La ascensión del miedo sanchista ha escalado cotas insuperables, que ya hubiera querido para sí el mismísimo Quevedo: el miedo es un tigre de papel que la utopía sanchista convierte en un simple juego de palabras en manos de su Fiscal General del Estado, de su Tribunal Constitucional, de su Congreso de los Diputados, y de su policía paralela que detiene y acosa a bailarines becados, basándose en criterios políticos. Venid a mí cuantos subvertís y okupáis las leyes y la convivencia. Por mucho miedo que muestren los gorriones, tranquilos que yo no dejaré de suministraros los cañamones suficientes hasta el final de las legislaturas y de la consumación de los tiempos. Compañeros, a lo que verdaderamente hay que tener miedo es a eso que la derecha llama, insistentemente, miedo.

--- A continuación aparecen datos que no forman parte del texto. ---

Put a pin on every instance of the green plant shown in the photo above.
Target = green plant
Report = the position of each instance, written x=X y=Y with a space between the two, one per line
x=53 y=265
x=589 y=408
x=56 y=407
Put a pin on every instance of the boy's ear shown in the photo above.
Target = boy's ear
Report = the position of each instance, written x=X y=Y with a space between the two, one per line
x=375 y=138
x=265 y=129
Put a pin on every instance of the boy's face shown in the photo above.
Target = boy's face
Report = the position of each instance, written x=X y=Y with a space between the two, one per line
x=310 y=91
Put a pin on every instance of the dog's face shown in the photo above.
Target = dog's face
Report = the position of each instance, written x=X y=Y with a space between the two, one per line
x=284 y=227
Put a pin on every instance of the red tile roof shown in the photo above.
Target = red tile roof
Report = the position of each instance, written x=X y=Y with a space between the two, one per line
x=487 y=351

En resumen, que estamos exactamente en el paraíso abolido del miedo que retrató Quevedo con una desvergüenza cañí en su maravilloso poema del Inquisidor y de la hechicera. En el santo tribunal, y cara a cara, se encuentran un viejo y rijoso inquisidor, y una jovencísima y bella casquivana. Ella negando que fuera bruja, y él apretando dulcemente las clavijas. Tras los dimes y diretes, vean qué final tan maravilloso y tierno: «”Ilustrísimo (clama), esto es lo fijo:/ yo de hechizos, señor, no entiendo nada;/ éste es sólo el hechizo que colijo”:/ dice, y alza las faldas irritada;/ monta él las gafas, y al mirarlo dijo:/ “¡Hola, hola! ¡Pues no me desagrada!”». Pues en estos miedos de gitanos andamos los payos. Como para tomárselo en serio.